D'avril à juin, un troupeau de presque 1 000 moutons a pâturé la noyeraie vinoise. Une première initiative innovante, qui s'est améliorée au fil des semaines.
Bien accompagné par Frédéric Martin-Jarrand, à l'origine de l'opération, le berger Thomas Haille, aidé de trois chiens de berger et d'un patou, a fait divagué les moutons au sein des 150 hectares de noyers. Si au départ, le berger déplaçait ses parcs chaque jour, il a changé de technique en installant des grands parcs dans lesquels le troupeau reste plusieurs nuits de suite et le laisse aller dans de grandes surfaces le jour. Le pâturage des moutons s'avère efficace et adapté parce qu'ils n'abîment pas les arbres.

Arriver au plus tôt

Fort de cette première expérience, le nuciculteur estime cependant qu'il serait intéressant, pour l'année prochaine, que le troupeau arrive plus tôt au printemps.

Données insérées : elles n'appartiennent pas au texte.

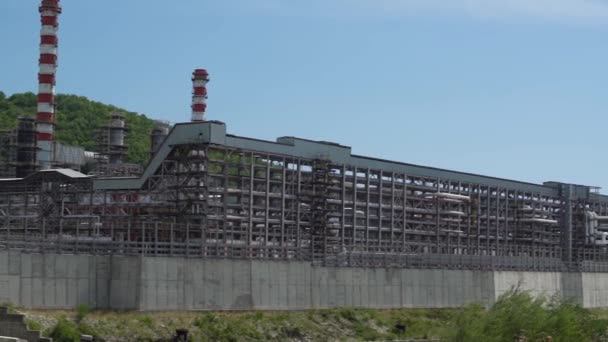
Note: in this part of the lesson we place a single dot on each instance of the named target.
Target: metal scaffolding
(242, 198)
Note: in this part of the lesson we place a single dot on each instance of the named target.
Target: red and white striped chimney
(45, 119)
(200, 78)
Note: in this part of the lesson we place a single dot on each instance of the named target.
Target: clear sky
(507, 88)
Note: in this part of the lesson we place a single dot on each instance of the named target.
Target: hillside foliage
(77, 118)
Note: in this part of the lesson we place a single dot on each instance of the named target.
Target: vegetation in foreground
(516, 316)
(77, 119)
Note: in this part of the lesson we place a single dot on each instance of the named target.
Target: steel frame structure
(212, 195)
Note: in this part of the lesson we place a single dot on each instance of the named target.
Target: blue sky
(508, 88)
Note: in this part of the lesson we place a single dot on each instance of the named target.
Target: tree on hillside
(77, 118)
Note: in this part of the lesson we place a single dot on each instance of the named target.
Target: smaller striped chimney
(200, 78)
(45, 117)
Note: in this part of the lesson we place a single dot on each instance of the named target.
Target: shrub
(65, 331)
(33, 325)
(82, 310)
(518, 316)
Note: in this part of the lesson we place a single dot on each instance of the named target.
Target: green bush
(65, 331)
(69, 331)
(33, 325)
(82, 310)
(518, 316)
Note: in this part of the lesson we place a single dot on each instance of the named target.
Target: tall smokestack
(45, 118)
(200, 77)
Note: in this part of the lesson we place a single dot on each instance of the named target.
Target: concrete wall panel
(161, 283)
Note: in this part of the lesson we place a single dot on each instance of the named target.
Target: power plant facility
(217, 221)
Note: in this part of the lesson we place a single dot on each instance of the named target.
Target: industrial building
(207, 195)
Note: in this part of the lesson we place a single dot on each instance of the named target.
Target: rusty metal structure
(209, 194)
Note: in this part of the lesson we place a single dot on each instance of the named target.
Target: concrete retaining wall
(53, 281)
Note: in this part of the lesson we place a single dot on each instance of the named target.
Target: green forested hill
(77, 118)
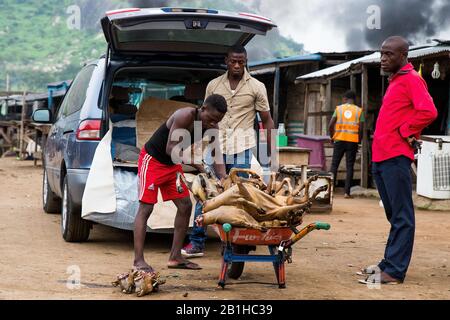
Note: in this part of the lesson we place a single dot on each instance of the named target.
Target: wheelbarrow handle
(311, 227)
(322, 226)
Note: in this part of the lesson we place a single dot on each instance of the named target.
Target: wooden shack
(324, 90)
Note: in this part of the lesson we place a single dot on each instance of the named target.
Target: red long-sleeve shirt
(407, 109)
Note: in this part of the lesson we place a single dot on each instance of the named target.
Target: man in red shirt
(407, 109)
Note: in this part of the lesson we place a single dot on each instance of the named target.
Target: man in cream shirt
(245, 96)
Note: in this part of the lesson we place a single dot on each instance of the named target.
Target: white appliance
(433, 168)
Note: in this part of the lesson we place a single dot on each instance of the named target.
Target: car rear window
(193, 36)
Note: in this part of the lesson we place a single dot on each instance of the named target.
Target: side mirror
(42, 116)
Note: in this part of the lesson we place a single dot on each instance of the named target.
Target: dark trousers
(349, 149)
(393, 179)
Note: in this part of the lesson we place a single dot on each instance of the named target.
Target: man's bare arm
(182, 120)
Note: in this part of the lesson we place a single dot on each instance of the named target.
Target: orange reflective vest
(347, 124)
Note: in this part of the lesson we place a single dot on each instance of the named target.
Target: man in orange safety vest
(346, 131)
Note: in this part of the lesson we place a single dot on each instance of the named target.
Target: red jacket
(407, 109)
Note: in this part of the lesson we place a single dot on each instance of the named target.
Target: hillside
(46, 41)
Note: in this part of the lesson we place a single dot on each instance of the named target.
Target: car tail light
(174, 10)
(110, 13)
(250, 15)
(89, 130)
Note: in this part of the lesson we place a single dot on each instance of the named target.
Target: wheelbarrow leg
(279, 268)
(223, 274)
(281, 275)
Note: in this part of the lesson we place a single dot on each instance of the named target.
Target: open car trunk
(137, 31)
(154, 93)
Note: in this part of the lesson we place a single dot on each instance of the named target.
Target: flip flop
(366, 272)
(144, 269)
(185, 265)
(376, 280)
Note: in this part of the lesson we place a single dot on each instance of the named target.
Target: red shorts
(154, 176)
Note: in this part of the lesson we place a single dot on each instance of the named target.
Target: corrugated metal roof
(372, 58)
(308, 57)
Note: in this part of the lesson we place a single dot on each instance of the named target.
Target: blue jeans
(241, 161)
(393, 179)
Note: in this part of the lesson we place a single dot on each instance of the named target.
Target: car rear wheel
(73, 227)
(50, 201)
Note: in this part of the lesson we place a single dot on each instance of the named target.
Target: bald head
(394, 54)
(398, 43)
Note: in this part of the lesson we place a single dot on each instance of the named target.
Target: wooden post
(22, 125)
(352, 82)
(305, 120)
(328, 107)
(365, 141)
(276, 95)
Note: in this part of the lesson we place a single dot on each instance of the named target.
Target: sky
(340, 25)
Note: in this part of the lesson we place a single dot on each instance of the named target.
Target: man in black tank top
(158, 169)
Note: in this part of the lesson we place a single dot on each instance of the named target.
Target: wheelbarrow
(236, 242)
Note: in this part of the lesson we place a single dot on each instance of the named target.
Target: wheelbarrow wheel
(237, 268)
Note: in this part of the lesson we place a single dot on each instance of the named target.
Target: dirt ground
(35, 262)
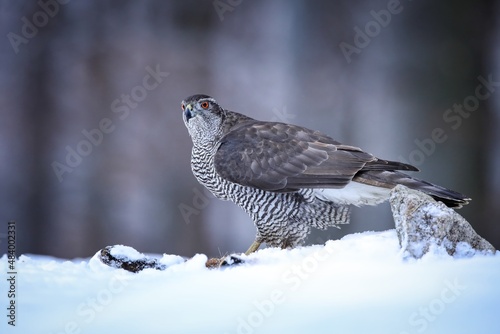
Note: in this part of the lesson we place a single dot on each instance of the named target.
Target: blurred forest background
(91, 77)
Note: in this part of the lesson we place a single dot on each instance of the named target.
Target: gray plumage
(286, 177)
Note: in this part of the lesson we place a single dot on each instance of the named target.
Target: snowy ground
(359, 284)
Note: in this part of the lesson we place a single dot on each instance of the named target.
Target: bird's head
(203, 118)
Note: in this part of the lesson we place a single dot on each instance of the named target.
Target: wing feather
(282, 157)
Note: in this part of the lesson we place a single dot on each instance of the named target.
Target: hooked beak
(188, 112)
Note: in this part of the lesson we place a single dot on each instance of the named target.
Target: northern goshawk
(286, 177)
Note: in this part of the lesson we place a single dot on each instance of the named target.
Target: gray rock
(424, 225)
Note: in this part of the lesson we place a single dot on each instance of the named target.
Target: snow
(359, 284)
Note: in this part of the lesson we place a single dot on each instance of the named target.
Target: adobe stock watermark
(223, 6)
(88, 309)
(291, 280)
(31, 26)
(373, 28)
(121, 107)
(453, 118)
(425, 315)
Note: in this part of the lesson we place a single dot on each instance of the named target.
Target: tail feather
(389, 179)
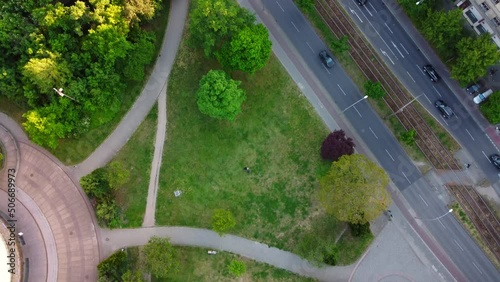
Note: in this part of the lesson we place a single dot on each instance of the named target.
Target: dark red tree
(335, 145)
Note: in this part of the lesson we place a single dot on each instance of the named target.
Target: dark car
(326, 59)
(431, 72)
(495, 160)
(473, 88)
(446, 111)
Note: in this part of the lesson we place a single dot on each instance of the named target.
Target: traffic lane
(344, 93)
(448, 232)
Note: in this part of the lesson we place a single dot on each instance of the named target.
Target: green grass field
(278, 136)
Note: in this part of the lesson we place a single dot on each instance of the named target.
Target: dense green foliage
(219, 96)
(248, 50)
(374, 90)
(354, 190)
(222, 221)
(160, 257)
(491, 108)
(475, 55)
(88, 48)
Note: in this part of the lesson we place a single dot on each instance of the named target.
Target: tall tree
(248, 50)
(335, 145)
(219, 96)
(475, 55)
(213, 22)
(160, 257)
(354, 190)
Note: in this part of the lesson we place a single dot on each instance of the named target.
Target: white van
(481, 97)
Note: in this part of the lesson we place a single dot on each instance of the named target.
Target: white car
(481, 97)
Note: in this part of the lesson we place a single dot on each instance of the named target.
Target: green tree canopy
(248, 50)
(222, 221)
(219, 96)
(475, 55)
(213, 22)
(160, 257)
(354, 190)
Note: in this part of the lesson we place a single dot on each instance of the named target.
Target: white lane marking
(358, 112)
(458, 245)
(404, 48)
(394, 44)
(389, 28)
(406, 177)
(428, 99)
(423, 200)
(389, 155)
(373, 132)
(470, 135)
(310, 47)
(341, 89)
(411, 76)
(436, 91)
(280, 6)
(477, 268)
(387, 55)
(486, 156)
(356, 14)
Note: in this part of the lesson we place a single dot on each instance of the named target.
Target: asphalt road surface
(466, 255)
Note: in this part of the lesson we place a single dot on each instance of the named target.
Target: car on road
(326, 59)
(431, 72)
(446, 111)
(495, 160)
(473, 88)
(483, 96)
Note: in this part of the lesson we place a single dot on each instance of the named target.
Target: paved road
(417, 190)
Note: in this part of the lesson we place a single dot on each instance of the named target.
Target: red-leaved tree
(335, 145)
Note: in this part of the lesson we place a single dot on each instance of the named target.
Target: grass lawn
(278, 135)
(136, 156)
(75, 150)
(196, 265)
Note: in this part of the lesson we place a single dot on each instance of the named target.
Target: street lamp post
(437, 218)
(366, 96)
(59, 91)
(403, 107)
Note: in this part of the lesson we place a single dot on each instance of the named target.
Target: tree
(213, 22)
(444, 29)
(354, 190)
(160, 257)
(222, 221)
(335, 145)
(219, 95)
(237, 267)
(491, 108)
(374, 89)
(475, 55)
(248, 50)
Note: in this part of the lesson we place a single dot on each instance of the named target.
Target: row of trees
(470, 55)
(91, 49)
(227, 32)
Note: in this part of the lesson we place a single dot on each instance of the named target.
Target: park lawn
(136, 156)
(278, 135)
(75, 150)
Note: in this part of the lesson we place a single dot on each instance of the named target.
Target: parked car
(481, 97)
(326, 59)
(495, 160)
(431, 72)
(446, 111)
(473, 88)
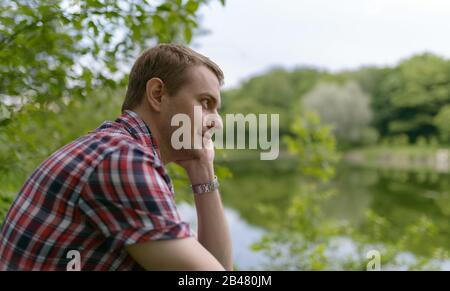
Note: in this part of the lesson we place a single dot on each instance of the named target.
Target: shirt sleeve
(128, 201)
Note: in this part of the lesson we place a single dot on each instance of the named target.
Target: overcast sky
(248, 37)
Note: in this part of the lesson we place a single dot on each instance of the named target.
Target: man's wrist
(200, 173)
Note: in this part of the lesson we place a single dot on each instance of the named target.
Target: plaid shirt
(103, 191)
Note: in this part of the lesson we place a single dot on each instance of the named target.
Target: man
(105, 201)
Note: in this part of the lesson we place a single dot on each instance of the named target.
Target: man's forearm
(213, 231)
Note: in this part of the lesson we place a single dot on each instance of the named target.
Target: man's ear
(154, 91)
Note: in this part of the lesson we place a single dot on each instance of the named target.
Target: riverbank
(410, 158)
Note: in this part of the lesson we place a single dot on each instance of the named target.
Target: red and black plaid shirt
(103, 191)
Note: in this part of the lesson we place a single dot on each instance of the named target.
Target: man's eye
(205, 103)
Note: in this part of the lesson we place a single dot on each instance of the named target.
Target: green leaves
(55, 52)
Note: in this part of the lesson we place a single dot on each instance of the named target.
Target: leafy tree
(346, 107)
(53, 50)
(411, 94)
(442, 122)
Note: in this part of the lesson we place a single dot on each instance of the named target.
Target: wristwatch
(207, 187)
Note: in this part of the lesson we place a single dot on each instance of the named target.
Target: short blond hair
(169, 62)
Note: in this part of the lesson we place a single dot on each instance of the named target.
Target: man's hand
(200, 169)
(213, 232)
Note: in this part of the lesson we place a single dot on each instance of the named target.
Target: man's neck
(151, 124)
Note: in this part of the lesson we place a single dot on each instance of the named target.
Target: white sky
(248, 37)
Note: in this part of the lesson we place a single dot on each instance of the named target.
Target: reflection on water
(407, 211)
(243, 236)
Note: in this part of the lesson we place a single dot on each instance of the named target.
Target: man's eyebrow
(214, 98)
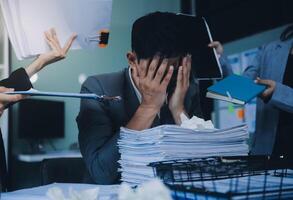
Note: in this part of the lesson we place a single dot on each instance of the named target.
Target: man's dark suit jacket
(18, 80)
(99, 122)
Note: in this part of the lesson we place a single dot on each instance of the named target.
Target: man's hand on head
(151, 78)
(152, 81)
(176, 103)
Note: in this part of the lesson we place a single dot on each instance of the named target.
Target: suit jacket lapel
(131, 101)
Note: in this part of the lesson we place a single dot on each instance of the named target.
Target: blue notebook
(235, 89)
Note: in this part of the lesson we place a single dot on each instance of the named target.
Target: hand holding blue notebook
(235, 89)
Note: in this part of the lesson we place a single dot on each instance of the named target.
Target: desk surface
(55, 154)
(39, 193)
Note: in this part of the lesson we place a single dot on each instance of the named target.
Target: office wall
(253, 41)
(63, 76)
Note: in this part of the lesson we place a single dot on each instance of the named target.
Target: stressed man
(156, 89)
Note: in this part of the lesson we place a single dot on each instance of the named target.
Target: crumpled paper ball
(56, 193)
(152, 190)
(196, 123)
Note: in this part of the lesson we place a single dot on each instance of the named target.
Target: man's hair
(158, 32)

Il a constaté qu'il était important que les moutons ne soient pas mis dans une herbe trop haute au départ, pour suivre la pousse et ne pas être dépassés. Quelque peu inquiets à l'arrivée des bêtes, les agriculteurs n'ont pas déploré de pertes liées à la présence du loup dans les environs. Le coût du gardiennage (de l'ordre de 1 500 euros par mois) est assuré par le propriétaire du troupeau, Sébastien Achard, éleveur à Pontcharra, qui n'ayant pas les surfaces suffisantes autour de son exploitation, est contraint de les faire pâturer ici et là, sous la surveillance d'un berger.